Меня это заинтересовало, и на следующий же день, то есть вчера вечером, я отправился прямиком в один из тех невозможнейших провинциальных городков, которые встречаются только в Саксонии; когда я с маленького вокзала медленно плелся по главной улице, мне представилось почти невозможным, чтобы среди этих ординарных домишек, с их мелко-мещанским убранством, в одной из комнат жил человек, владеющий безупречным собранием великолепнейших произведений Рембрандта, Дюрера, Мантеньи. К моему удивлению, я узнал на почтамте, что такой-то советник хозяйственного управления еще жив. Я отправился к нему немедленно, испытывая, скажу откровенно, большое волнение.

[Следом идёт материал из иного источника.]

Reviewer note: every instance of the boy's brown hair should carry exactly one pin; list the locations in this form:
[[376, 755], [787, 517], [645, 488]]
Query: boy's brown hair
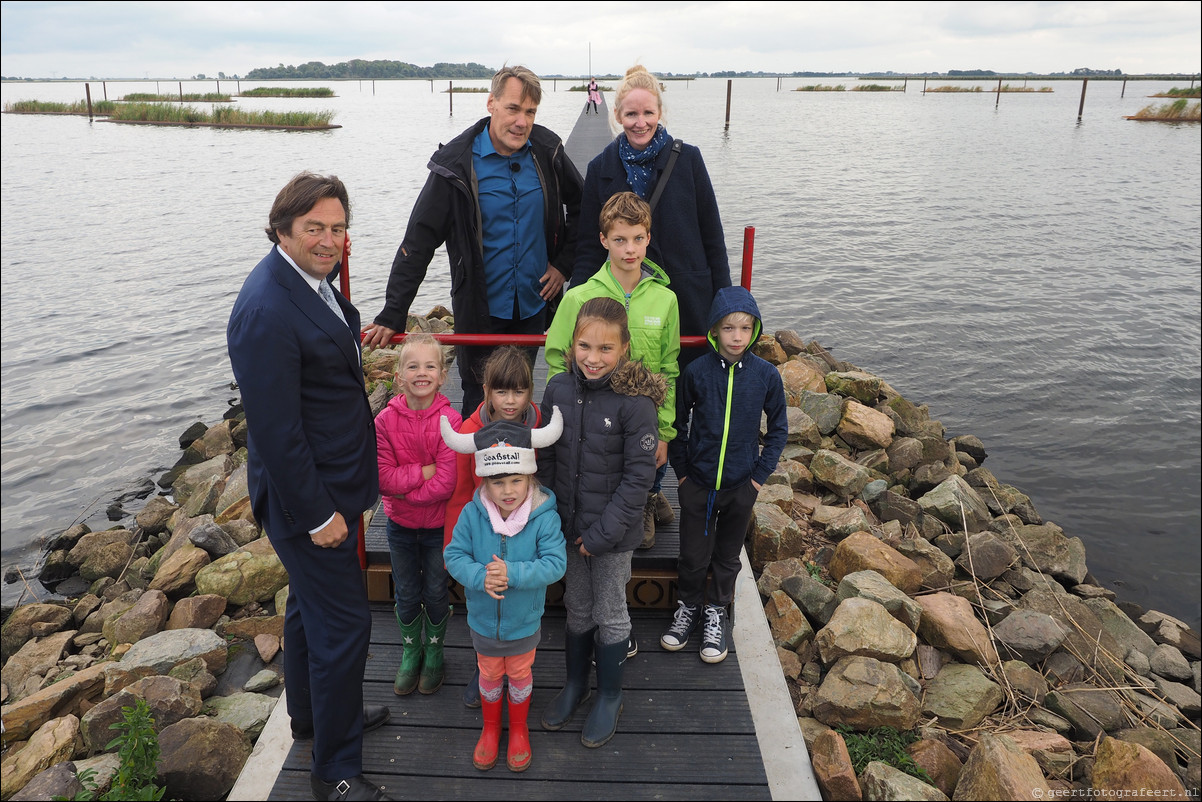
[[625, 207]]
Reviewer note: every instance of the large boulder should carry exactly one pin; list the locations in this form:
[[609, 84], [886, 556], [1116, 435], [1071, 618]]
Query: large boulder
[[254, 572], [870, 584], [998, 768], [201, 758], [960, 696], [833, 768], [885, 783], [947, 623], [862, 627], [861, 551], [1125, 768], [958, 505], [52, 743], [863, 693]]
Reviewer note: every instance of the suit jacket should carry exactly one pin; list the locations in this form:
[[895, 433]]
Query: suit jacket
[[310, 434]]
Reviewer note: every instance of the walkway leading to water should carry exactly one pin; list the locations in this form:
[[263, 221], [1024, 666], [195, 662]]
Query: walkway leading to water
[[688, 729]]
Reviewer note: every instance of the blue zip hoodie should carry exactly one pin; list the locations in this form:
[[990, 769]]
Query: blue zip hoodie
[[718, 409]]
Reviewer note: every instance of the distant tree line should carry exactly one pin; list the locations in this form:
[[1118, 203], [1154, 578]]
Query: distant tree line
[[361, 69]]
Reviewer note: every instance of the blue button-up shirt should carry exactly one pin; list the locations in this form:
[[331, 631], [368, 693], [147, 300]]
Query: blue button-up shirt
[[512, 218]]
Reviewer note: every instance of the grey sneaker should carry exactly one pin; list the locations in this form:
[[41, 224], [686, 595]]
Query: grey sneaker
[[664, 511], [713, 635], [684, 621]]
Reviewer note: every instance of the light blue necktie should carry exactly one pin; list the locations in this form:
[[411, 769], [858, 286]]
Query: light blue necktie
[[327, 295]]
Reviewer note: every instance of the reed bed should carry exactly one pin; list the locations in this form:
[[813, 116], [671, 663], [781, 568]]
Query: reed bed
[[219, 116], [1179, 111], [1177, 91], [150, 97], [100, 107], [287, 91]]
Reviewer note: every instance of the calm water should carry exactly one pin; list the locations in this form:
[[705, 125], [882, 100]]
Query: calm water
[[1031, 278]]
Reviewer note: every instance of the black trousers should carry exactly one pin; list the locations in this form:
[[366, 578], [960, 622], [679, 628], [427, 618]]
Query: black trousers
[[712, 535]]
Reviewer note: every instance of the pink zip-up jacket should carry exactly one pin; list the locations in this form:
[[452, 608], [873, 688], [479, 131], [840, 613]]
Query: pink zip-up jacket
[[405, 440]]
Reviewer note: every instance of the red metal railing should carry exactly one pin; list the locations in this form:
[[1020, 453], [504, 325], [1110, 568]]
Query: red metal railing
[[344, 285]]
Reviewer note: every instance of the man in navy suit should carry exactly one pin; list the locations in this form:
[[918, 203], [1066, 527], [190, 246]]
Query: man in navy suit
[[311, 467]]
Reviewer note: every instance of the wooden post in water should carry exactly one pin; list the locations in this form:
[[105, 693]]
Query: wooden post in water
[[748, 251]]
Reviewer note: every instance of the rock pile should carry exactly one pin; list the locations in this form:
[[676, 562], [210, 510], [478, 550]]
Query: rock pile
[[905, 586], [908, 588], [182, 606]]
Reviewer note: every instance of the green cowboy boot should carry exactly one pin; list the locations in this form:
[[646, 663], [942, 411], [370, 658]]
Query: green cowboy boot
[[410, 657], [432, 661]]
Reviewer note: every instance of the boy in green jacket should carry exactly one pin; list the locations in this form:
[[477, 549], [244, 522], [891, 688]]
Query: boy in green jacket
[[653, 315]]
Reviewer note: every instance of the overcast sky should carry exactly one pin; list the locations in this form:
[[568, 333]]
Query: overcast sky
[[178, 40]]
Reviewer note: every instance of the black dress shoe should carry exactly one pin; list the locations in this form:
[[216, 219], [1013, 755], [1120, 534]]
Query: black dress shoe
[[353, 788], [374, 717]]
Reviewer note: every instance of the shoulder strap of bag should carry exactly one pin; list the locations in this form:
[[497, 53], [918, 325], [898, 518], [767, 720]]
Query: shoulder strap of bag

Мне не стоило большого труда найти его квартиру; она оказалась во втором этаже одного из тех скромных провинциальных домиков, которые стряпали на скорую руку спекулянты-архитекторы шестидесятых годов. В первом этаже жил скромный портной, во втором с левой стороны площадки красовалась на двери карточка почтмейстера, с правой — белая фарфоровая дощечка советника. Я робко позвонил, и сейчас же старенькая седая женщина в черном аккуратном чепчике открыла мне дверь. Я передал свою визитную карточку и спросил, могу ли я видеть господина советника. Удивленно и с некоторым недоверием она посмотрела сперва на меня, потом на карточку: в этом затерянном городишке, в этом старинном доме визит казался событием. Но все же она любезно попросила меня подождать, взяла карточку и вошла в комнату. Я услышал сперва тихий шепот, потом громкий, отрывистый мужской голос: «Ага, господин Р. из Берлина, из большого антиквариата… пусть войдет… пусть войдет… очень рад!» Старушка засеменила обратно и попросила меня войти в гостиную.
Я снял пальто и вошел. Посреди скромно обставленной комнаты стоял, выпрямившись, крепкий еще старик, с густыми усами, в полувоенной, украшенной шнурами домашней куртке, радушно протягивая мне обе руки. Но этому открытому жесту — несомненно, радостному и сердечному приветствию — противоречила удивительная неподвижность. Он не приблизился ко мне ни на шаг, и я должен был — испытывая удивление — подойти к нему, чтобы пожать протянутую руку. Когда я хотел сделать это, я заметил, что и рука не протянулась мне навстречу, а неподвижно ждала моего рукопожатия. В ту же минуту я понял все: старик был слеп.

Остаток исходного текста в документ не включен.